Birinin derdi ekmek, diğerinin derdi kalp…
Ama ortak bir yanımız var: Herkesin bir sızısı var içinde.
Gökyüzü ağlarken toprağa bereket verir de,
insan ağladığında neden sadece yüreği kurur?
Niye her gözyaşı bir umut değil de, bir umutsuzluk damlasına dönüşür?
Niye bu dünya, merhametin yerine menfaati koydu?
Neden gülüşler sahte, dostluklar geçici, sevgiler yarım kaldı?
Belki de dünyanın derdi, insanların kalbinde gizlidir.

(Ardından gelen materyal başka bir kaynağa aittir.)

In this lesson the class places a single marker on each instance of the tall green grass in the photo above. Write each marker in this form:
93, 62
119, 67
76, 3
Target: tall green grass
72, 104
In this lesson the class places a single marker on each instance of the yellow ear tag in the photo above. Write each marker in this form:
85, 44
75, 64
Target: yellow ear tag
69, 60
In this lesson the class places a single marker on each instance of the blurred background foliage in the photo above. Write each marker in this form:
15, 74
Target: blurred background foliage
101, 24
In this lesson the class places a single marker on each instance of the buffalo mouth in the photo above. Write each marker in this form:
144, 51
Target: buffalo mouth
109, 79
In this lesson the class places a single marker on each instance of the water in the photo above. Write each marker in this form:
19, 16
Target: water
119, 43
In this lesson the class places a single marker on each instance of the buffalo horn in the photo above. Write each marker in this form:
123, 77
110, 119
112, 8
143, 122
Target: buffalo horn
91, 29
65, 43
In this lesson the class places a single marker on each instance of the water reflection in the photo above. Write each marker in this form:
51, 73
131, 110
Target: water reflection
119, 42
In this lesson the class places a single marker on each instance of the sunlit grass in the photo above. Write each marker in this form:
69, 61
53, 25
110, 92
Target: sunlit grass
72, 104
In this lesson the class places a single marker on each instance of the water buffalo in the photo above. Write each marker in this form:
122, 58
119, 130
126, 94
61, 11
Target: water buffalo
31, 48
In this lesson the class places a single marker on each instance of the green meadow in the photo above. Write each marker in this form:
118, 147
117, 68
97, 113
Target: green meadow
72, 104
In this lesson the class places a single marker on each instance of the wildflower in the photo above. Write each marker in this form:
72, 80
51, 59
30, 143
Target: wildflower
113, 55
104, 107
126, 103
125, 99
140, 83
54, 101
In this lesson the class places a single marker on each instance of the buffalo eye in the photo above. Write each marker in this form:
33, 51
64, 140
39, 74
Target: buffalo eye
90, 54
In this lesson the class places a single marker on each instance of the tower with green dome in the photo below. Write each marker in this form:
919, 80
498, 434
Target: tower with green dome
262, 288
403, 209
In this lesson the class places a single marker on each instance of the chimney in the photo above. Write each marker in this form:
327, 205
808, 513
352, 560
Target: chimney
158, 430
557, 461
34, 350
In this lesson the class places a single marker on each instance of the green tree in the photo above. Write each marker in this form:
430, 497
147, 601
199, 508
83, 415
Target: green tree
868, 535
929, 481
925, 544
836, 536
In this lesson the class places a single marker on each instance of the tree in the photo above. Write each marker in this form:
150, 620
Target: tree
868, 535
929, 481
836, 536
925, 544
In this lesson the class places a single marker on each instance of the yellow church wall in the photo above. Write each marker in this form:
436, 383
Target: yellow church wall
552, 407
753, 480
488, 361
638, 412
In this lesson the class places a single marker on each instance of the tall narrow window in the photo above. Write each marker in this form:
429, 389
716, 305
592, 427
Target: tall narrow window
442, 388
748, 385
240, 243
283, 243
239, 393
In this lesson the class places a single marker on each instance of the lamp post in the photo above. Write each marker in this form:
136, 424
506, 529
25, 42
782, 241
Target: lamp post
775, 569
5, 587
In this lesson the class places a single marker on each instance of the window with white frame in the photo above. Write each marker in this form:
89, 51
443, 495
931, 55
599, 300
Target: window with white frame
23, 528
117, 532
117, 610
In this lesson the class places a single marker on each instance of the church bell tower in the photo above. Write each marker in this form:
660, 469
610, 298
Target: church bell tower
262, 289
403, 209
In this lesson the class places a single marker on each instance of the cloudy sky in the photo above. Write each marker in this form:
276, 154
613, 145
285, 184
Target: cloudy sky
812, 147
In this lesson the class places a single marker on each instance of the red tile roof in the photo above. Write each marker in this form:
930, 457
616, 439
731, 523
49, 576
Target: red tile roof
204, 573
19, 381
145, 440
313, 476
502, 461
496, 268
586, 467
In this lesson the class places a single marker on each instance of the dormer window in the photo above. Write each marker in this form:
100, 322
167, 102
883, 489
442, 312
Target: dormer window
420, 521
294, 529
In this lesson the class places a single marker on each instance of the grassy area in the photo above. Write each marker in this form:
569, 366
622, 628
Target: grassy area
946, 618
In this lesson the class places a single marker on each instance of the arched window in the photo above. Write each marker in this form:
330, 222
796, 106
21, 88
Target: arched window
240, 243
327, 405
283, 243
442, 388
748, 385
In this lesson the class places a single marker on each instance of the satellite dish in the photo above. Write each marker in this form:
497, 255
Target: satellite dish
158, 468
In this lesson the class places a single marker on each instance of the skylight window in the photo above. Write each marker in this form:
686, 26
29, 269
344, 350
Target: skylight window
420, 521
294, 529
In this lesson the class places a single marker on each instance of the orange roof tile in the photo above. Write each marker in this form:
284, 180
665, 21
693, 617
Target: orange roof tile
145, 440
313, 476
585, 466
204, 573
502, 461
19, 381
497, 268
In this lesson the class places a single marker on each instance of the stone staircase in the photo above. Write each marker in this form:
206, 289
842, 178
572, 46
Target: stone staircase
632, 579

Taşlaşmış gönüller, unuttuğu vicdanlar, terk edilen dualar…
Artık herkes “ben” diyor, “biz” kalmadı.
Herkes bir şey istiyor ama kimse vermek istemiyor.
Oysa dert, paylaşıldıkça azalırdı eskiden.
Şimdi dert bile yalnız kaldı bu çağda.
Bir çocuk açken, bir annenin yüreği sızlıyorsa,
bir baba işsizliğe mahkûm edilip umudunu kaybediyorsa,
bir genç hayal kurarken bile korkuyorsa,
bu dünyanın derdi daha çok bitmeyecek demektir.
Ama yine de…
Bir yerlerde hâlâ dua eden bir yürek varsa,
bir el başkasına iyilik için uzanıyorsa,
bir göz, başkasının derdine ağlıyorsa,
bu dünya için hâlâ umut vardır.
Bazen gecenin sessizliğinde, kendi kalbimle konuşurum.
Sorular sorarım, cevabını bulamadığım…
“Niye bu kadar acı var bu dünyada?” derim.
Niye birinin gülüşü diğerinin gözyaşına mal olur?
Niye seven, en çok da sevdiğinden yara alır?
Belki de kader, insana sabrı öğretmek için acıyı yazar alın yazısına.
Ama bazen sabır da yorulur…
İnsanın içi ağlarken, yüzünde sahte bir tebessüm kalır.
Bir yanın “dayan” der, diğer yanın “yeter artık” diye fısıldar.
Gözlerim gökyüzüne dalar her gece…
Belki bir yıldız düşer de, dertlerimi beraberinde götürür diye.
Ama o yıldızlar bile sanki benden önce düşmüş gibi,
parlayacak umut bırakmamış bu karanlığa.
Bir dost omzu ararsın, yoktur.
Bir “nasılsın” diyen ses beklersin, gelmez.
Her şeyin var gibi görünür, ama aslında hiçbir şeyin yoktur.
Çünkü insanı en çok, yoksunluk değil, unutulmuşluk bitirir.
Yine de içimde bir ses var…
“Belki yarın,” diyor, “belki bir gün, bu dünya da yorulur.”
Belki acılar da dinlenmek ister bir köşede.
Ve belki o zaman, biz de biraz huzura varırız.
Ama o güne kadar, ben derdimi yazıya dökerim.